WELCOME to our new Follower, Jolly Ollie! You don't show a blog, so I can't check it out, but I'm glad you found us and decided to follow along with me and Katie on our adventures. We're in a beautiful place right now, so read on... Welcome!
Yesterday we left Yuma Lake RV Park around 10 am, and drove south, looking for signs that would lead to an RV park we'd like. I also had a couple I had researched, but they came up too soon; I wasn't ready to stop yet.
We did stop at the furthest one on my list, it was in Fillmore, UT. I had called in advance and they had openings, and were a Passport America park, 1/2 price for two days. I drove through Fillmore, and headed out of town a ways, finally coming to the park. It wasn't the kind of park I like. Very cute, every surface covered with bark, cutsie things, lots of permanent RVers, and close together. It wasn't clean looking because there was so much junk in there. So, I drove through the park and out the other side, and back to town.

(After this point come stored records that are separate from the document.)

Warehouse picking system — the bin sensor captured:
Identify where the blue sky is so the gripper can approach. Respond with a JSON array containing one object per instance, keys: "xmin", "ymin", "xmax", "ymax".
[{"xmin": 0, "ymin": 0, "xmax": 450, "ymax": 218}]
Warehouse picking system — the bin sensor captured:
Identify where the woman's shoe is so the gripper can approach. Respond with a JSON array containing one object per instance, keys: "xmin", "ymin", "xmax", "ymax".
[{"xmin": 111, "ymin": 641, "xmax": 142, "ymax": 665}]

I drove back into Fillmore, which was Utah's first capital. The original Statehouse building is there; it's the oldest existing governmental building in the state and is a historic site and museum. It stands on a square city block that has other historic buildings. I stopped in front of the Stone Schoolhouse, and took Katie outside for a walk before figuring out another plan.
We walked around a bit, then got back into The Palms and drove on. As we were going down the 15 I saw a sign that said Bryce Canyon, and since it was still early in the day, I turned off. We drove quite a while, over mountains into canyons, beautiful scenery.

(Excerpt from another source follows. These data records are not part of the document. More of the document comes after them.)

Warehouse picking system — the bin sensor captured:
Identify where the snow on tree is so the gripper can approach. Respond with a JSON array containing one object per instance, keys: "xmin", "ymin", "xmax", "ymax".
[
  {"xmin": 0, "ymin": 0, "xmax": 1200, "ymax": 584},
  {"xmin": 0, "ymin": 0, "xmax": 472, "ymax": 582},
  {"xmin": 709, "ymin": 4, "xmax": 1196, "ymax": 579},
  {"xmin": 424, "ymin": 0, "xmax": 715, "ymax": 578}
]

I wasn't sure which way to go after a while, so I fed the name into my GPS, which has been really reliable. Well... we drove and drove. Kept on Airport Road, turning and turning and turning, still on Airport Road, and then drove down a long road. I kept thinking, this can't be right. But it was new territory for me, so I kept going.

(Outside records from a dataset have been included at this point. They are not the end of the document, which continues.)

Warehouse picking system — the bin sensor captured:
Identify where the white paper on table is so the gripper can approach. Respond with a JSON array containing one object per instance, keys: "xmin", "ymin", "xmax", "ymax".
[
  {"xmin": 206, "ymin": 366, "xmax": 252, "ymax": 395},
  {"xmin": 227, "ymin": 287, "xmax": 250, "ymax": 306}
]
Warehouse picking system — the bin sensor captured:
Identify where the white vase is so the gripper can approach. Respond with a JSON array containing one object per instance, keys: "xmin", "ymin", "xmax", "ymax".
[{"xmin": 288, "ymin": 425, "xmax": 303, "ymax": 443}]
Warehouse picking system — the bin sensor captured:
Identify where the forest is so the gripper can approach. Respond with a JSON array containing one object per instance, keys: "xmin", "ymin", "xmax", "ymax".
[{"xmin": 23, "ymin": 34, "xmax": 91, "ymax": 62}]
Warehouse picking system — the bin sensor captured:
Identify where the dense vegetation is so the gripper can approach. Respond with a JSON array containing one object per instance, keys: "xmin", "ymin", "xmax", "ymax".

This is one of the times I'm VERY glad I have a 24 foot rig and no toad. This is where we ended up:
As soon as I entered the second tunnel, the rocks became fascinating. When I entered Bryce Canyon National Park, the Ranger gave me a handout that explains how the rock formations came to be. It all started approximately 200 million years ago. The limestone formations are a deep red, much more vibrant than the photos I got.
It had been a long, frustrating, interesting, tiring day.